The answer lies with Machankura, a tool built by software developer Kgothatso Ngako for using Bitcoin with nothing but a feature phone. No computer, smartphone, or internet service is required.
“I had set up a raspberry pi running both a Bitcoin and Lightning node and was trying to figure out what I could build on top of it,” Ngako told Decrypt via direct message. “A USSD project was intriguing because quite a lot of African Bitcoiners were already talking about building a wallet for feature phone users.”
USSD stands for Unstructured Supplementary Service Data, a protocol used in telecommunications networks for sending short text messages. It's similar to Interactive Voice Response, with which a mobile network operator’s customer service might tell you which numbers to press for accessing a particular service, but in text form.

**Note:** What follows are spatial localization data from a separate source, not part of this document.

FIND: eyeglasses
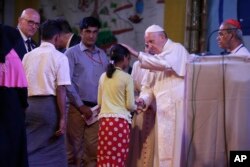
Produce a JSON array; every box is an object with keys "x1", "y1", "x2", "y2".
[
  {"x1": 218, "y1": 28, "x2": 237, "y2": 37},
  {"x1": 218, "y1": 31, "x2": 228, "y2": 37},
  {"x1": 23, "y1": 18, "x2": 40, "y2": 28}
]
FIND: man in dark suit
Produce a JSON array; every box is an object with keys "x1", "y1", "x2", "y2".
[
  {"x1": 16, "y1": 8, "x2": 40, "y2": 59},
  {"x1": 56, "y1": 18, "x2": 81, "y2": 52}
]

With Machankura, mobile phone users across a range of African countries can access the app by dialing a specific code, depending on their location and the service they wish to access. Its services include sending or receiving Bitcoin, checking one’s balance, or even bartering Bitcoin for goods and services on Bitrefill.
The tool can even interact with the Lightning Network, a layer-2 payments system that enables instantaneous and virtually free Bitcoin transactions.
Ngako chose a UX solution called The Lightning Address to enable phone users to easily identify lightning addresses for both sending and receiving satoshis. Standard lightning invoices look like long random strings of text that must be copied and pasted, a function that feature phone users don’t have.
The developer said there are now 2,900 people using Machankura, spread across 8 countries in which it is active: Ghana, Kenya, Malawi, Namibia, Nigeria, South Africa, Uganda, and Zambia. Going by figures previously posted from the app’s Twitter page, that’s a 10X increase since August.
As Bitcoin adoption grows, tools like Machankura could expand to serve an estimated 2.9 billion people on Earth who still lack internet access.
“I believe the tool could help ‘Bitcoin the un-Bitcoined,’” opined Ngako. “Payment technology is very dependent on network effects. Both receiver and sender need the ability to send and receive for the payment technology to be adopted.”